Infatti, di lì poco, il figlio di Céline, Maxime, cade dalla finestra, dov’era salito per riprendere il gatto, e a quel punto Alice, che avrebbe dovuto sorvegliarlo mentre piantava dei fiori, si sentirà disperatamente in colpa. Anche perché l’amica, devastata dal dolore, comincia ad attribuirle la responsabilità di quella morte assurda.

Questo è solo l’innesco di “Doppio sospetto”, e naturalmente il meglio, o il peggio, deve ancora venire; perché, come avrete capito, le due famigliole, un tempo assai solidali, cominciano a intrattenere un rapporto sempre più fosco e allucinato.
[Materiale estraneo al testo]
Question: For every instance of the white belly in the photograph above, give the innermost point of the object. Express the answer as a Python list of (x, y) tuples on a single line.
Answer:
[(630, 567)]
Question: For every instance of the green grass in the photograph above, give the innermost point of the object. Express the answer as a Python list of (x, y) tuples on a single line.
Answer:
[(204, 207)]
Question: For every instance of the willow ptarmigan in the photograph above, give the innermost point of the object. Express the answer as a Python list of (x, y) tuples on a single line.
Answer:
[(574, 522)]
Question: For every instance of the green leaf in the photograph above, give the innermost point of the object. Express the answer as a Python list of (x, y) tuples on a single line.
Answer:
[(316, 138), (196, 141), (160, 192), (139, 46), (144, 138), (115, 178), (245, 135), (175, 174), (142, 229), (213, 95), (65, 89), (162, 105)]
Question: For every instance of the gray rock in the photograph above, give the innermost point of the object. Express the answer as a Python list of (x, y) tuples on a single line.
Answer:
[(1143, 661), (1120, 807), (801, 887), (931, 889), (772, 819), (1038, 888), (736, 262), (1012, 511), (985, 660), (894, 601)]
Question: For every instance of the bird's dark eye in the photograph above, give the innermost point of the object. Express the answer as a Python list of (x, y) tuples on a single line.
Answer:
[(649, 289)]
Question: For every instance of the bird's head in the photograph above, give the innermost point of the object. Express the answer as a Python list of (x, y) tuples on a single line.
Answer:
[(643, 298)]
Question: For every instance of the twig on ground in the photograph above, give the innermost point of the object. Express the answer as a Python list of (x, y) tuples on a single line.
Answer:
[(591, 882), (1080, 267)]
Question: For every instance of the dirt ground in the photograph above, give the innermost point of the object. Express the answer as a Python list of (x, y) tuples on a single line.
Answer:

Alice, temendo che qualcosa di atroce possa capitare anche a suo figlio Théo, diffida di Céline, la quale appare solo depressa, mortalmente intristita, e tuttavia animata da uno strano furore nello sguardo. Chi sragiona delle due? E dove porterà, in un crescendo di suspense, quello strano mix di litigi e riappacificazioni?

L’ambientazione anni Sessanta introduce un elemento di elegante distacco dalla contemporaneità, anche di sapore estetico/calligrafico. Non saprei dire quanto ci sia Alfred Hitchcock o di Douglas Sirk in “Doppio sospetto”; probabile che il regista abbia apprezzato, per il clima generale, gli arredi e i costumi, l’ipocrisia sottopelle, anche “Lontano dal Paradiso” di Todd Haynes. Tuttavia, sul piano del dispositivo psicologico che procede per segnali allarmanti, siamo più dalle parti di film come “La mano sulla culla” di Curtis Hanson: dalle buone maniere affiora un elemento di pazzia e vai a sapere chi finge e chi agisce.

Gli uomini sono solo degli accessori in questa partitura femminile, sul filo di una crescente isteria e di qualche vistosa inverosimiglianza, che Masset-Depasse costruisce addosso ai visi, alle acconciature, agli scatti emotivi delle due attrici, che sono Verle Baetens (Alice, la bionda) e Anne Coesens (Céline, la rossa). Non sorprende che lo stesso regista sia stato chiamato a Hollywood per girare un remake in inglese con le star Jessica Chastain e Anne Hathaway nei due ruoli; anche se di solito queste operazioni riescono maluccio, vedi “Gloria Bell” di Sebastián Lelio.

PS. Possibile che nessuno poliziotto indaghi alla fine dei giochi?